In a bizarre turn of events, research shows that tuberculosis likely spread from humans in Africa to seals and sea lions that brought the disease to South America.

Washington: In a bizarre turn of events, research shows that tuberculosis likely spread from humans in Africa to seals and sea lions that brought the disease to South America.

The sea animals then transmitted it to native people there before Europeans landed on the continent, it added.
“We found that the tuberculosis strains were most closely related to strains in pinnipeds which are seals and sea lions,” said Anne Stone, a professor at Arizona State University`s school of human evolution and social change.

Researchers found that genomes from humans in Peru dating from about 1,000 year ago provide unequivocal evidence that a member of the tuberculosis strain caused disease in South America before Europeans arrived.

The next question was: What types of tuberculosis strains were present before contact?

In the study, researchers collected genetic samples from throughout the world and tested those for tuberculosis DNA.
They focused on three samples and compared them against a larger dataset of modern genomes and animal strains.

The results showed the clear relationship to animal lineages, specifically seals and sea lions.
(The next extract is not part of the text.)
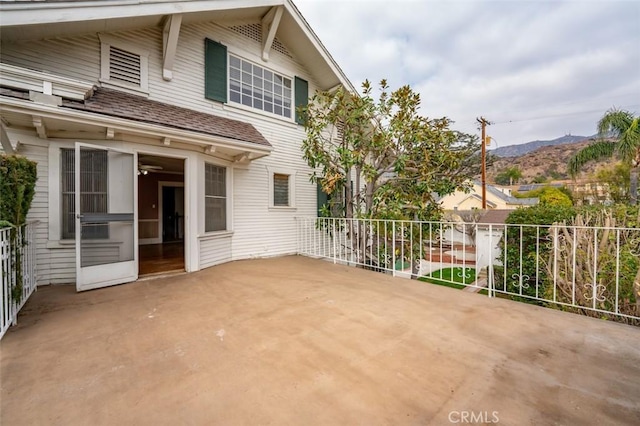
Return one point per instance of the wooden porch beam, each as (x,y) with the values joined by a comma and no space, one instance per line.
(170,35)
(270,23)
“Our results show unequivocal evidence of human infection caused by pinnipeds (sea lions and seals) in pre-Columbian South America. Within the past 2,500 years, the marine animals likely contracted the disease from an African host species and carried it across the ocean to coastal people in South America,” Stone maintained.
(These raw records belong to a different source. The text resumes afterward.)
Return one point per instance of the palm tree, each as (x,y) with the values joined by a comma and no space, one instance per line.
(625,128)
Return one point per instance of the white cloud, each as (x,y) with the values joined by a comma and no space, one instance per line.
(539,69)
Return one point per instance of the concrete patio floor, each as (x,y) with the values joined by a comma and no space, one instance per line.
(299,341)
Researchers hypothesise that when the more virulent European strains came, they quickly replaced the pinniped strains.

According to co-investigator Johannes Krause from University of Tubingen in Germany, “The connection to seals and sea lions is important to explain how a mammalian-adapted pathogen that evolved in Africa around 6,000 years ago could have reached Peru 5,000 years later”.

The results also show that tuberculosis, formerly believed to have spread around the world with ancient human migration events, is in fact a relatively young disease.

The paper was published in the journal Nature.